Meifeng was discharged on Tuesday morning. To celebrate, Nan ordered from the local Sichuan restaurant a feast of the Lins’ favorites: braised pork ribs with sweet potato, cold eggplant soaked in garlic and fresh chili peppers, marinated beef tongue, little oval slices of glutinous rice cakes glistening with oil atop a bed of leeks. Austin was coaxed down to dinner by the combined pressure of the entire family. He made an effort to shower and shave, arriving at the table wearing a pin-striped suit, silk tie and all, as if the clothes would trigger him into a different mode of living. Ivy had never seen anything so feeble in all her life. Nan smiled hopefully and Shen spoke in hearty tones about how much weight Austin had lost. None of them commented on the impracticality of eating oily food dressed in one’s best suit. Shen drank too much. Nan heaped meat into her children’s rice bowls. In other words, nothing had changed. At least on the surface. And yet Ivy saw that her father was drinking expensive liquor, not generic beer, and Nan wore a thin gold necklace over her turtleneck. Nan never used to wear jewelry. This new jewelry-wearing Nan ordered eighty-dollar takeout meals instead of scolding Meifeng for buying Austin a McDonald’s Happy Meal. There were a host of other flyers and coupons for Chinese restaurants clipped on the fridge, suggesting this was a usual occurrence. What luxury. Maybe she and Austin would have been different people if they’d grown up eating eighty-dollar Chinese takeout meals. Maybe this. Maybe that. Who knew what made you you. Ivy wished she knew.

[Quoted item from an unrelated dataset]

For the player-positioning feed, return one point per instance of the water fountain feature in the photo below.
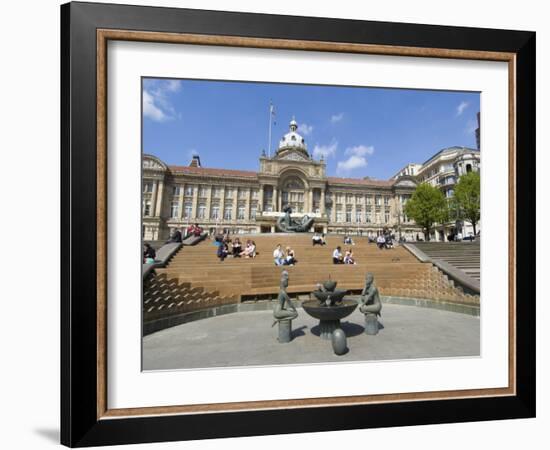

She could hardly eat. She watched as Shen chuckled to himself over something Nan said. When Nan complained of a headache, he got up and went to fetch her a glass of water. They snapped at each other over various past grievances, not in a serious way, it was just how they talked, without awareness of the other person as other but only as an extension of speaking to themselves. Ivy wondered if she and Gideon would ever learn that intimate language of marriage. Would they have fights about laundry and cooking, pee in front of each other, argue about where to go on vacation? She could not imagine such a life with Gideon. Happiness with him had always been like an impressionist painting—one had to take a step back to appreciate the scene. Their marriage, if they married, would be like the peonies floating in the water bowl back in Ivy’s room at Finn Oaks: tranquil, elegant, unmarred by strife. What did it matter if she never experienced the mundane familiarity of the sort between her parents? She had never wanted that kind of love anyway. She had only ever wanted the picturesque, the heroic.